Hello
I simulated a disk failure by right clicking on disk number 6 of my module 3 of the Spectrum Accelerate system, and clicking on "Phase out -> Ready". I did this to test that the Full Redundancy state is maintained. I got an Alert message saying, "DATA_REDIST_COMPLETED". I was hoping that I could right click on it again and click on Test and then phase in to bring it back to the Spectrum Accelerate System. However, the state changes to "Initializing" and goes back to "Failed". There is a red exclamation alert next to the Full Redundancy status on the bottom right of the XIV GUI. Why is this happening? I have a Spectrum Accelerate setup with 3 modules and six 1TB disks in each.

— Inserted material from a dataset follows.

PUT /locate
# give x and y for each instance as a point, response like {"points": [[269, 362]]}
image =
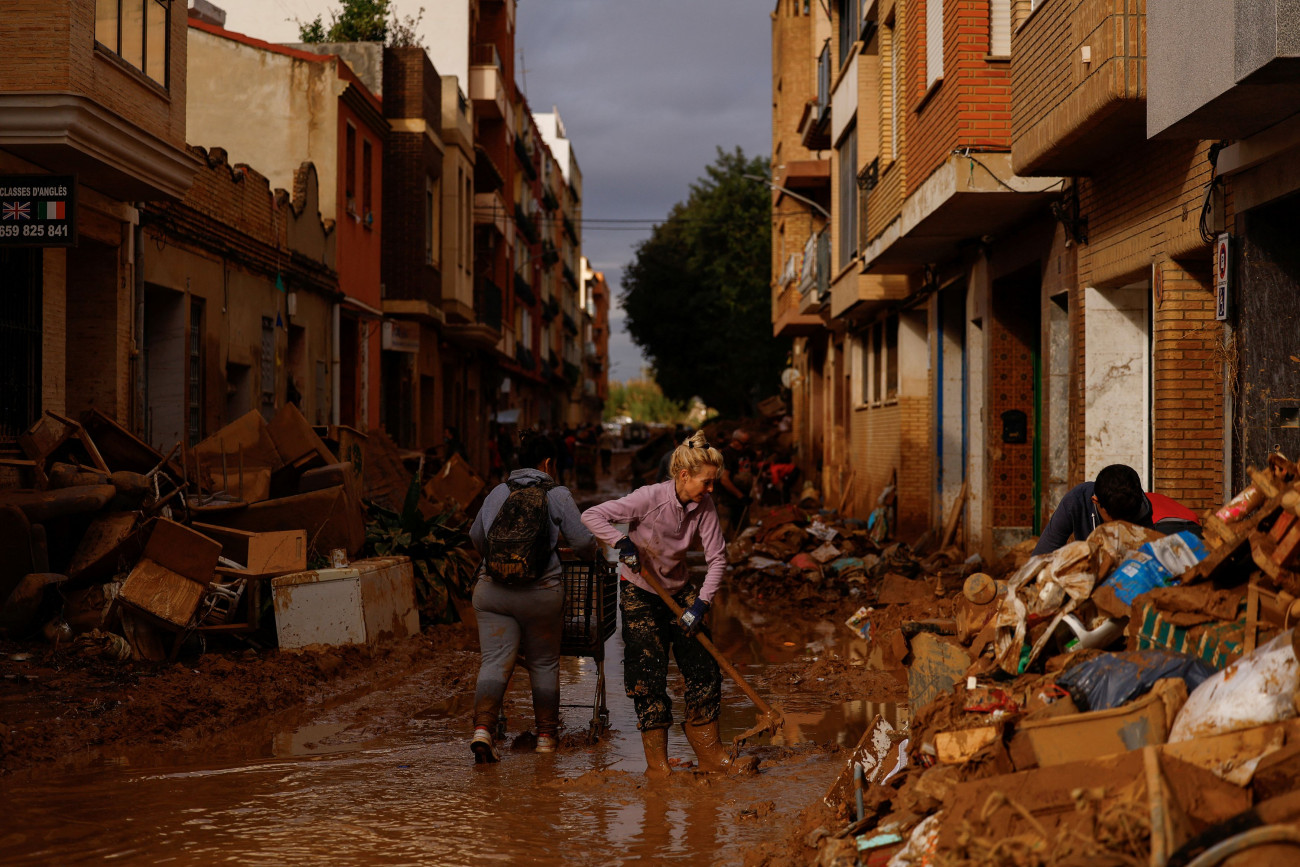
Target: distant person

Could it have something to do with the fact that a minimum of six disks are needed and I phased out one disk leading to only 5 disks which is below the minimum requirement?

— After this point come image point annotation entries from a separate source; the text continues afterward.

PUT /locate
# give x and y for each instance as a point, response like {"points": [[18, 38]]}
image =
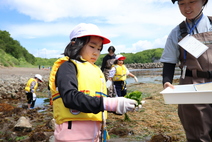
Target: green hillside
{"points": [[13, 54]]}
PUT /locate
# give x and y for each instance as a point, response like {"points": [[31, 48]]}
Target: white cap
{"points": [[120, 57], [83, 29], [39, 77]]}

Answer by T_greg (26) | Jul 30, 2015 at 12:43 PM
No nothing to do with the disk count. Spectrum Accelerate in all supported configurations allows for one module worth of disks + three additional disks of hardware spare capacity. In your case the system can tolerate up to nine disk failures when fully utilized. Can be more if you haven't fill the system with data.

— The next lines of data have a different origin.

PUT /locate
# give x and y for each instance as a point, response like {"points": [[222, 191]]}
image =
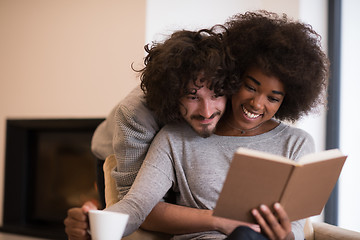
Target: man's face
{"points": [[202, 108]]}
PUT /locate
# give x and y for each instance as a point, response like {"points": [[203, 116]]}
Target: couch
{"points": [[312, 230]]}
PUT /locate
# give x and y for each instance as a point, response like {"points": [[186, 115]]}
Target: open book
{"points": [[255, 178]]}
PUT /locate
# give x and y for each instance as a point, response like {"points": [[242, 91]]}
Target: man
{"points": [[183, 80]]}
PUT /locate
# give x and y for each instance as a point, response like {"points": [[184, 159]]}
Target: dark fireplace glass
{"points": [[49, 169]]}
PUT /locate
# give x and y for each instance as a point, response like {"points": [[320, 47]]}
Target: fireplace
{"points": [[49, 168]]}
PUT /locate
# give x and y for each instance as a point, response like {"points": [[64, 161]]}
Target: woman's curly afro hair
{"points": [[280, 47]]}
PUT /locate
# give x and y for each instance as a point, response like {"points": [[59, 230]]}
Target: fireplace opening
{"points": [[49, 168]]}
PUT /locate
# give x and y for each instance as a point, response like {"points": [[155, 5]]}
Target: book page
{"points": [[320, 156]]}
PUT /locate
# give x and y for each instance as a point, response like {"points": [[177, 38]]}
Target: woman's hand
{"points": [[274, 227]]}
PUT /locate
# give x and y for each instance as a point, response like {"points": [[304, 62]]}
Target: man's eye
{"points": [[272, 99], [192, 97], [249, 87]]}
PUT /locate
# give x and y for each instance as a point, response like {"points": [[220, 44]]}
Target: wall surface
{"points": [[349, 191], [66, 59]]}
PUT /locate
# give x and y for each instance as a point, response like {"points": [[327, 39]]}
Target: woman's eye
{"points": [[192, 97], [272, 99]]}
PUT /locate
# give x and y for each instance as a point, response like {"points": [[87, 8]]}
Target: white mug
{"points": [[106, 225]]}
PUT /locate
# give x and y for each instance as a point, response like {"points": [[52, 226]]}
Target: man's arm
{"points": [[175, 219]]}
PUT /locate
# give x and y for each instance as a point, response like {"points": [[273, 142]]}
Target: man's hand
{"points": [[274, 227], [76, 222]]}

Have you tried logging in with your user assigned to the opsadmin roll and running component_service_force_ok component=1:disk:3:6, then the comp test? If this doesn't work you will probably have to delete the RDM and recreate it. See this section of Spectrum Accelerate Knowledge Center
Thanks for confirming that the minimum disk failure is not an issue.
Yes, I have already done component_service_force_ok component=1:disk:3:6 and then did the Test again. The same thing happens again. I also tried vmkfstools -z /vmfs/devices/disks/naa.Identifier /vmfs/volumes/datastoreXXX/data_rdm_disk_paths/ DISK_6_RDM.vmdk and added it again - as described in one of the Redbooks and your link. Even after this, the test fails with Initializing and Failed. That's why I am stuck.
I did the whole thing again, this time with "DISK_7_RDM.vmdk", "vmkfstools -z /vmfs/devices/disks/naa.600605b00a0be6601d1c4f695f716a6a /vmfs/volumes/datastore1c/data_rdm_disk_paths/DISK_7_RDM.vmdk" And please see the error happen again;
What is this error?
Answer by AmitMargalit (1) | Aug 02, 2015 at 12:11 AM
The "INVALID COMMAND OPERATION CODE" itself can be safely ignored.
It is basically our code asking the controller to perform a SCSI passthrough command to read a specific log page or other status of the disk, which is refused. This can happen due to several reasons:
The controller is a RAID controller and the disk is not in JBOD mode, so the controller refuses to let us do a real pass-through, since the device it presents to the VM is not a real disk drive.
The disk itself doesn't support the specific log page or operation.
Other reasons.
In any case, the code path that emits this event does not affect the operation of the system. In this case it seems that the problem is that the disk is being requested to run its own self-test, and fails.
I'm looking into this and will update here soon.
Amit